Om te kunnen beoordelen of er dus sprake is van een schending van artikel 6 EVRM moet er worden gekeken naar de omstandigheden van het geval. Volgens het EHRM heeft een verdachte voordat het verhoor aanvangt recht op bijstand van een raadsman. De verdachte moet ook worden medegedeeld dat hij dit recht heeft. Beperking van dit recht is alleen toegestaan indien daar dringende redenen voor zijn. Als het recht beperkt wordt mag dit geen afbreuk doen aan de verdedigingsrechten van de verdachte. Daarnaast zegt het EHRM dat artikel 6 EVRM niet onherstelbaar aangetast mag worden.

Van een onherstelbare aantasting is sprake indien een belastende verklaring van een verdachte is gebruikt in het proces, terwijl de verdachte bij het afleggen van de verklaring geen toegang had tot een raadsman. Indien de zojuist genoemde rechtsnormen niet in acht worden genomen, levert dit dus een strijd op met het recht op een eerlijk proces en met artikel 6 EVRM.

Een verdachte kan ook afstand doen van zijn rechten en daarmee de garanties voor een eerlijk proces. Deze afstandsverklaring moet ondubbelzinnig blijken. Het ondertekenen van een formulier is hiervoor niet voldoende.

Inhoud uitspraak
Yusuf Salduz, de verdachte, is een zeventienjarige jongen die in Turkije woonde. Op een dag werd hij gearresteerd wegens het deelnemen aan demonstraties van een Koerdische partij. Een dag na zijn arrestatie werd hij verhoord door de politie. Yusuf kreeg daarbij een formulier waarin stond vermeld dat hij was gewezen op zijn zwijgrecht. Hierbij was geen raadsman aanwezig. Tijdens het verhoor bekende hij dat hij had deelgenomen aan de demonstratie.

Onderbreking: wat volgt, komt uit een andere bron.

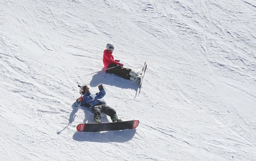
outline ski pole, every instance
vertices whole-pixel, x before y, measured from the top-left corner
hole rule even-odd
[[[114,66],[114,67],[113,67],[108,68],[106,69],[106,70],[110,69],[112,69],[112,68],[116,68],[116,67],[119,67],[119,66]],[[94,73],[90,73],[88,74],[84,75],[84,76],[87,76],[87,75],[91,75],[91,74],[94,74],[94,73],[98,73],[98,72],[100,72],[100,71],[101,71],[101,70],[99,70],[99,71],[98,71],[98,72],[94,72]]]

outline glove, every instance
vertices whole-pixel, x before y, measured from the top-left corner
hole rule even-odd
[[[98,86],[98,89],[101,90],[102,89],[103,89],[103,84],[99,84]]]
[[[83,101],[84,101],[84,98],[83,97],[81,96],[80,97],[78,98],[78,101],[79,102],[82,102]]]
[[[84,106],[85,106],[85,107],[89,107],[90,106],[90,106],[90,104],[89,104],[89,103],[85,103],[84,104]]]

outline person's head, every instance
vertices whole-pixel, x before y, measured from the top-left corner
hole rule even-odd
[[[107,48],[107,49],[108,50],[110,51],[113,51],[113,50],[114,50],[114,49],[115,49],[114,48],[114,46],[111,44],[108,44],[106,46],[106,48]]]
[[[80,88],[79,93],[81,94],[84,94],[85,93],[90,93],[89,88],[87,85],[83,85]]]

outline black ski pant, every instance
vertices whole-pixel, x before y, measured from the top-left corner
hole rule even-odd
[[[124,78],[127,79],[130,79],[130,77],[131,77],[131,76],[129,74],[130,73],[130,72],[131,71],[131,70],[132,70],[132,69],[128,68],[119,67],[114,63],[111,63],[111,64],[110,64],[108,67],[108,68],[112,68],[114,67],[117,67],[109,69],[107,69],[106,70],[106,72],[110,73],[115,74],[119,77],[123,78]]]
[[[99,119],[100,120],[101,117],[100,114],[101,112],[106,113],[108,116],[110,117],[111,120],[114,117],[117,117],[117,113],[114,109],[107,105],[104,104],[97,105],[94,107],[92,110],[94,114],[94,120]]]

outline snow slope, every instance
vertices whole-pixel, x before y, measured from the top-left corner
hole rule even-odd
[[[256,18],[253,0],[0,0],[0,160],[256,161]],[[147,61],[139,95],[104,72],[108,43]],[[136,129],[76,132],[77,85],[100,83]]]

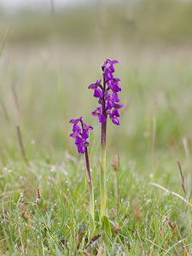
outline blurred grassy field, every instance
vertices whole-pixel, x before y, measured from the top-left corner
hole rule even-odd
[[[160,203],[158,207],[162,204],[160,216],[169,209],[167,214],[178,224],[179,232],[187,229],[188,223],[183,216],[183,212],[187,214],[185,205],[179,212],[178,201],[176,206],[175,200],[168,198],[164,201],[166,208],[161,191],[154,192],[145,185],[143,190],[142,182],[153,181],[183,195],[177,165],[179,159],[189,196],[191,192],[191,13],[192,3],[179,1],[105,6],[102,13],[99,9],[88,6],[61,10],[54,16],[41,10],[12,15],[2,13],[1,43],[11,26],[0,59],[2,193],[5,187],[6,191],[18,189],[25,191],[26,200],[31,200],[40,184],[44,193],[44,212],[49,206],[46,201],[50,200],[46,195],[48,188],[54,190],[51,175],[67,196],[73,193],[74,183],[77,191],[81,190],[84,183],[76,184],[76,178],[84,179],[84,173],[79,172],[83,159],[77,155],[69,137],[72,127],[68,121],[83,115],[86,123],[94,126],[90,157],[93,169],[96,170],[100,125],[90,113],[97,102],[87,87],[101,78],[105,58],[118,59],[115,74],[122,81],[120,100],[125,107],[121,111],[119,127],[108,121],[107,144],[108,171],[114,155],[120,156],[121,213],[125,211],[124,201],[135,200],[142,206],[143,195],[147,195],[154,200],[150,214],[155,203]],[[26,172],[15,124],[20,125],[26,157],[34,165],[33,174]],[[71,162],[72,156],[78,158],[79,166]],[[53,174],[49,165],[55,166],[58,172]],[[5,168],[12,170],[12,177]],[[113,174],[108,172],[108,178],[113,198]],[[69,187],[63,185],[66,180]],[[13,189],[15,181],[16,189]],[[65,190],[67,187],[69,192]],[[53,198],[57,196],[53,192]],[[78,192],[73,196],[79,201],[77,195]],[[16,191],[12,199],[18,198]],[[4,197],[7,208],[9,200]],[[114,204],[112,199],[108,201]],[[83,199],[78,203],[81,205]],[[143,214],[148,212],[145,208],[143,210]],[[133,207],[129,211],[131,216]],[[143,222],[147,221],[146,217]],[[135,223],[130,221],[129,225],[134,226]],[[140,223],[138,229],[143,230],[143,226]],[[126,236],[127,230],[123,230]],[[182,233],[182,238],[186,232]],[[189,234],[184,237],[190,237]],[[137,241],[139,244],[138,237]],[[173,241],[174,237],[170,243],[174,244]],[[146,243],[146,248],[149,245]],[[138,252],[139,248],[138,245]]]

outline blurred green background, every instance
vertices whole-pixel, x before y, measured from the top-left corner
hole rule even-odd
[[[192,2],[50,3],[0,10],[2,46],[9,30],[0,59],[2,162],[20,156],[16,123],[30,160],[76,156],[68,121],[81,115],[94,125],[90,142],[99,150],[100,125],[90,114],[97,102],[87,87],[102,78],[105,58],[119,61],[125,106],[120,127],[108,121],[108,157],[119,153],[146,170],[153,158],[157,168],[184,158],[183,140],[191,148]]]

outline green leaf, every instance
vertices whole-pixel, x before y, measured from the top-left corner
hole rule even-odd
[[[57,185],[56,185],[56,189],[59,193],[60,201],[61,201],[61,212],[62,212],[62,222],[61,222],[61,226],[60,226],[60,233],[59,233],[59,236],[61,236],[62,235],[62,231],[63,231],[64,227],[65,227],[65,210],[64,210],[64,203],[63,203],[63,201],[62,201],[62,197],[61,197],[61,195],[60,193],[60,190],[59,190]]]
[[[108,217],[103,216],[102,221],[102,230],[106,232],[106,234],[110,239],[112,239],[111,225]]]
[[[0,47],[0,59],[1,59],[1,57],[2,57],[3,50],[4,45],[5,45],[5,42],[6,42],[6,40],[7,40],[7,38],[8,38],[8,36],[9,36],[9,34],[10,30],[11,30],[11,26],[8,29],[7,33],[6,33],[6,35],[4,36],[4,38],[3,38],[3,42],[2,42],[2,44],[1,44],[1,47]]]
[[[90,237],[92,237],[92,236],[96,230],[96,225],[95,225],[95,222],[93,220],[92,215],[90,214],[90,212],[89,211],[87,211],[87,212],[88,212],[89,218],[90,218],[90,226],[89,226],[90,235]]]
[[[103,216],[102,219],[102,239],[107,247],[112,244],[112,234],[111,234],[111,225],[107,216]]]

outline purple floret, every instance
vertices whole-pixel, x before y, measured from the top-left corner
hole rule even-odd
[[[103,84],[102,80],[97,80],[96,84],[90,84],[88,87],[94,90],[94,97],[99,98],[98,103],[101,105],[92,112],[92,115],[98,116],[100,123],[107,121],[108,115],[114,125],[119,125],[118,117],[119,117],[119,109],[124,107],[119,104],[119,98],[118,93],[121,91],[119,86],[120,79],[113,77],[114,65],[118,64],[117,60],[106,59],[102,66]]]
[[[81,123],[82,129],[79,126],[79,122]],[[70,134],[70,137],[75,138],[78,152],[84,154],[85,148],[90,146],[90,143],[87,142],[87,139],[89,138],[89,131],[92,131],[93,127],[84,123],[82,117],[77,119],[71,119],[69,123],[73,124],[73,133]]]

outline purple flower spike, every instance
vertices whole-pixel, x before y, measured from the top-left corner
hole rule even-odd
[[[114,65],[114,64],[118,64],[119,61],[117,60],[113,60],[113,61],[110,61],[109,59],[106,59],[106,62],[110,64],[110,65]]]
[[[90,86],[88,87],[88,89],[90,90],[96,90],[97,89],[98,85],[96,84],[90,84]]]
[[[92,112],[93,116],[98,116],[99,122],[103,124],[107,121],[108,115],[112,119],[112,122],[119,125],[118,118],[119,117],[119,109],[124,107],[123,104],[118,104],[119,98],[118,93],[121,91],[119,86],[120,79],[113,77],[114,65],[118,64],[117,60],[106,59],[102,66],[103,83],[102,80],[96,84],[90,84],[88,87],[94,90],[94,97],[99,98],[98,103],[101,105]],[[98,88],[99,87],[99,88]],[[106,128],[103,128],[104,131]],[[102,136],[104,137],[105,136]]]
[[[79,119],[71,119],[69,121],[70,124],[78,124],[80,120],[82,119],[82,116],[79,118]]]
[[[100,106],[99,108],[96,108],[96,109],[92,112],[92,115],[93,116],[98,116],[100,123],[105,123],[106,122],[106,118],[102,113],[102,106]]]
[[[99,90],[99,89],[96,89],[95,91],[94,91],[93,96],[96,97],[96,98],[102,98],[102,90]]]
[[[81,123],[82,129],[79,126],[79,122]],[[78,152],[84,154],[85,148],[90,146],[90,143],[87,142],[89,131],[92,131],[93,127],[84,123],[82,117],[77,119],[71,119],[69,123],[73,124],[73,132],[70,134],[70,137],[75,138],[75,144],[78,148]]]

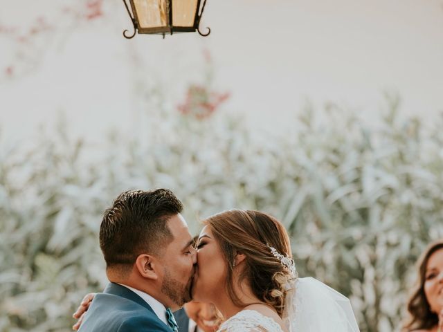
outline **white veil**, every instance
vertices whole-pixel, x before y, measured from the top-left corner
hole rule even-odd
[[[359,332],[345,296],[312,277],[296,279],[290,287],[283,313],[289,332]]]

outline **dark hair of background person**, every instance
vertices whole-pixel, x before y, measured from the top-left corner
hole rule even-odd
[[[408,311],[410,314],[410,317],[404,324],[406,331],[431,329],[438,324],[438,315],[431,311],[426,299],[424,283],[429,258],[440,249],[443,249],[443,240],[430,244],[417,261],[418,279],[412,295],[408,301]]]
[[[159,255],[173,239],[167,221],[182,210],[181,202],[167,189],[120,194],[105,211],[100,228],[107,268],[129,268],[143,253]]]
[[[246,279],[254,295],[273,306],[282,317],[287,290],[285,285],[293,276],[271,253],[266,244],[280,254],[292,257],[286,230],[275,218],[252,210],[233,210],[204,221],[210,227],[226,261],[226,287],[230,299],[243,306],[233,287],[233,262],[237,252],[246,256],[246,268],[240,280]]]

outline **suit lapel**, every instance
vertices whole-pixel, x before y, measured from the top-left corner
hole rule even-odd
[[[114,295],[120,296],[121,297],[125,297],[125,299],[130,299],[131,301],[134,301],[138,304],[140,304],[142,306],[144,306],[147,310],[151,311],[152,313],[155,315],[154,310],[151,308],[146,301],[142,299],[137,294],[134,293],[129,288],[127,288],[124,286],[119,285],[118,284],[115,284],[114,282],[110,282],[108,286],[106,286],[103,293],[107,294],[112,294]]]

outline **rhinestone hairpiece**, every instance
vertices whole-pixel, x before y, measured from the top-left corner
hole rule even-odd
[[[269,246],[269,243],[266,243],[269,250],[271,250],[271,253],[277,259],[280,261],[283,266],[285,266],[287,268],[292,276],[296,277],[297,275],[297,269],[296,268],[296,264],[293,262],[293,259],[287,256],[283,256],[282,254],[278,252],[277,249],[274,247]]]

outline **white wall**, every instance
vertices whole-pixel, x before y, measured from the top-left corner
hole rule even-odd
[[[38,15],[53,19],[65,5],[0,0],[0,22],[26,27]],[[432,121],[443,111],[441,0],[208,0],[209,37],[130,41],[121,35],[130,27],[123,3],[109,1],[105,9],[105,19],[35,40],[42,52],[26,53],[0,34],[0,70],[32,68],[0,80],[4,136],[27,138],[58,112],[90,140],[100,140],[112,126],[129,131],[141,107],[134,95],[161,84],[176,104],[188,82],[201,80],[204,49],[213,55],[217,87],[232,93],[226,111],[244,112],[260,127],[290,126],[307,98],[349,105],[370,120],[383,91],[401,95],[406,114]],[[30,60],[17,62],[21,50]]]

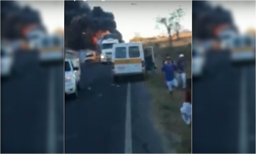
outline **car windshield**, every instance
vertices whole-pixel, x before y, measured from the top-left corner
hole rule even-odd
[[[49,46],[50,42],[47,38],[44,38],[42,41],[42,45],[43,47],[46,47]]]
[[[245,38],[244,43],[246,46],[252,46],[253,44],[252,39],[249,37]]]
[[[102,49],[111,49],[113,47],[113,43],[102,44]]]
[[[1,53],[0,53],[0,55],[1,56],[1,57],[5,57],[6,55],[5,52],[4,52],[4,50],[2,49],[1,49]]]
[[[115,56],[117,58],[125,58],[126,57],[126,48],[125,47],[117,47],[116,48]]]
[[[69,65],[69,62],[68,61],[65,61],[65,72],[69,71],[71,70],[70,65]]]
[[[54,37],[53,38],[53,44],[54,46],[60,46],[61,42],[60,39],[57,37]]]
[[[236,38],[234,40],[234,45],[235,47],[239,47],[241,45],[241,41],[239,38]]]

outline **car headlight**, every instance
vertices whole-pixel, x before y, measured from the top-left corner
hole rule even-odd
[[[65,82],[71,82],[71,77],[68,76],[65,78]]]

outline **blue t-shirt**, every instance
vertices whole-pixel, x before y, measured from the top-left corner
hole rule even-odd
[[[170,81],[173,80],[174,78],[174,71],[176,69],[176,66],[173,64],[164,64],[162,70],[164,72],[165,74],[165,80]]]

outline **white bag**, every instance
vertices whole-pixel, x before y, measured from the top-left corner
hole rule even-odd
[[[181,117],[187,124],[190,123],[192,115],[192,106],[187,102],[184,102],[180,108]]]
[[[173,80],[172,80],[172,85],[176,87],[178,87],[178,81],[175,78],[173,79]]]

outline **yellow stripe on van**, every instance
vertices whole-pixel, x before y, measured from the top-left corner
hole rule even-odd
[[[41,51],[43,52],[47,52],[47,51],[61,51],[62,47],[58,46],[54,46],[52,47],[44,47],[40,49],[40,50]]]
[[[234,52],[253,51],[254,48],[251,46],[245,46],[244,47],[236,47],[232,49],[232,51]]]
[[[141,63],[142,61],[141,58],[125,59],[116,59],[114,60],[114,62],[115,64],[137,64]]]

Yusuf werd daarna voorgeleid aan de rechter. Hij trok zijn eerder afgelegde verklaring in. Volgens Yusuf werd hij gedwongen door de politie om de verklaring af te leggen. Vervolgens werd hij in hechtenis genomen. Pas vanaf dat moment kreeg hij toegang tot een raadsman. Yusuf werd aangeklaagd en de zaak kwam voor bij de rechtbank. Daar ontkende hij enige betrokkenheid bij de demonstratie. De rechtbank veroordeelde hem tot een gevangenisstraf.

De raadsman van Yusuf stelde beroep in tegen de beslissing. Volgens haar was namelijk sprake van schending van het recht op een eerlijk proces. De zaak kwam uiteindelijk voor bij het EHRM. Die oordeelde dat het geven van het formulier aan Yusuf onvoldoende was om aan te nemen dat hij afstand deed van zijn rechten en was gewezen op zijn zwijgrecht. Het recht op een advocaat is volgens het EHRM een fundamenteel recht, vooral als de verdachte een minderjarige

Het EHRM oordeelt dan ook dat in onderhavig geval sprake is van een oneerlijk proces. Het bewijs, de verklaring van Yusuf, dient daarom ook uitgesloten te worden.